I was reading through the 2nd edition preprint and took a look at your lecture and have a question regarding the treatment of pipes (in DAGs).
You use the fungal treatment example that has a DAG looking a little like this:
In the book you say that conditioning on F removes the effect of T in our model, not sure the wording is good. Essentially you want to omit F from your model to get the effect of T on H_1.
However, I would read T \rightarrow F \rightarrow H_1 as the pipe here and those are “Open unless you condition on Z [F in this DAG]”. Which I would read as “add F to your model to close the pipe”.
So now I have “omit F from your model to get the effect of T on H_1” and “add F to your model to close the pipe” which contradict each other.
Another example you give is the grandparents/parents education one:
In your lecture you list the following paths from G to C:
(1) G \rightarrow C
(2) G \rightarrow P \rightarrow C
(3) G \rightarrow P \leftarrow U \rightarrow C
And the comment: “Conditioning on P closes (2) but opens (3)”
Again, G \rightarrow P \rightarrow C looks like a pipe to me, so conditioning on P closes it, based on “Open unless you condition on Z” however if we ignore U, what is the difference to the first example?
I feel like it could be something of a direct vs indirect effect thing but am not sure how to work with that:
- For the plant example, the treatment itself has no direct effect on plant growth.

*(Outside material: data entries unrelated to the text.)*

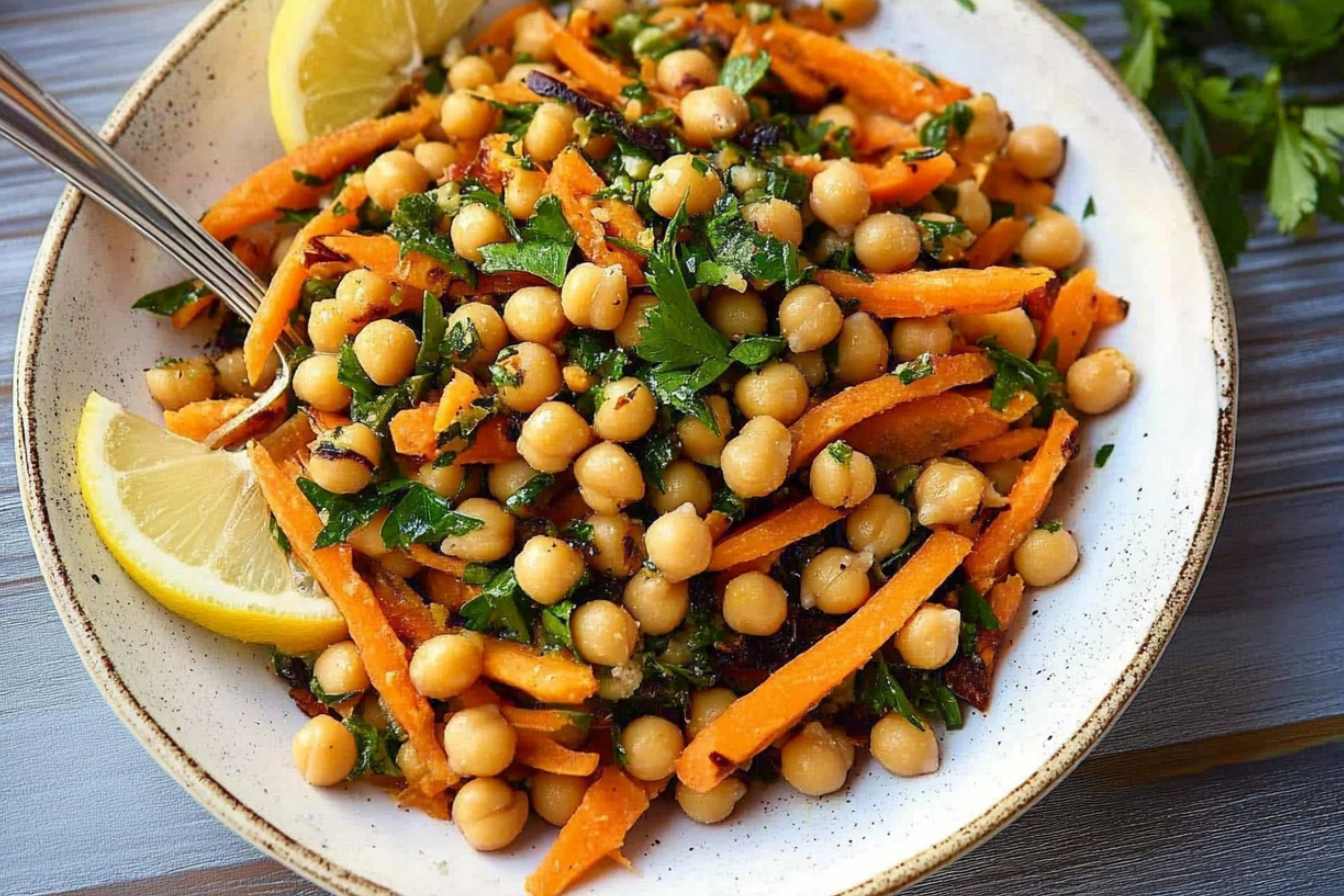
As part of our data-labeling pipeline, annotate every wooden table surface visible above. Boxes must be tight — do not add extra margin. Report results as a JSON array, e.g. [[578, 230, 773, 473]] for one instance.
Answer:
[[0, 0, 1344, 896]]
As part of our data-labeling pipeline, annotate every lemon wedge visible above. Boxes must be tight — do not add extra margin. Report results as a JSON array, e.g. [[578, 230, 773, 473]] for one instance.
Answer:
[[75, 392, 345, 653], [266, 0, 482, 152]]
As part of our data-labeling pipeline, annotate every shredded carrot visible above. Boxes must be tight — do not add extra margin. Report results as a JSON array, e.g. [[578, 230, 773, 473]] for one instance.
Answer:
[[485, 638, 597, 704], [710, 497, 844, 572], [676, 532, 970, 793], [200, 95, 438, 240], [1036, 267, 1097, 372], [513, 728, 601, 778], [966, 411, 1078, 591], [243, 177, 368, 383], [526, 766, 649, 896], [789, 352, 995, 470], [816, 267, 1055, 317], [247, 443, 458, 795], [966, 218, 1028, 269]]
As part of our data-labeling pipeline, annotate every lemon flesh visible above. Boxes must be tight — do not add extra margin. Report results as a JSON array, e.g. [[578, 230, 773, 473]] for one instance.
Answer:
[[266, 0, 482, 152], [75, 392, 345, 653]]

Only through the hindering of fungal growth does it impact H_1.
- In the Grandparents example, there might be a direct effect of GP education on children.
The problem I have is that any kind of soil treatment could (I think) also directly influence plant growth.
Sso one could rewrite the first DAG as such:
Which makes it the same as the GP graph if we ignore U.
Conditioning on P in the GP graph closes (2) so using that on the fungal graph, we should condition on F to close the same path T \rightarrow F \rightarrow H_1.
Could you maybe give me a helping hand here (or anyone else who got DAGs)?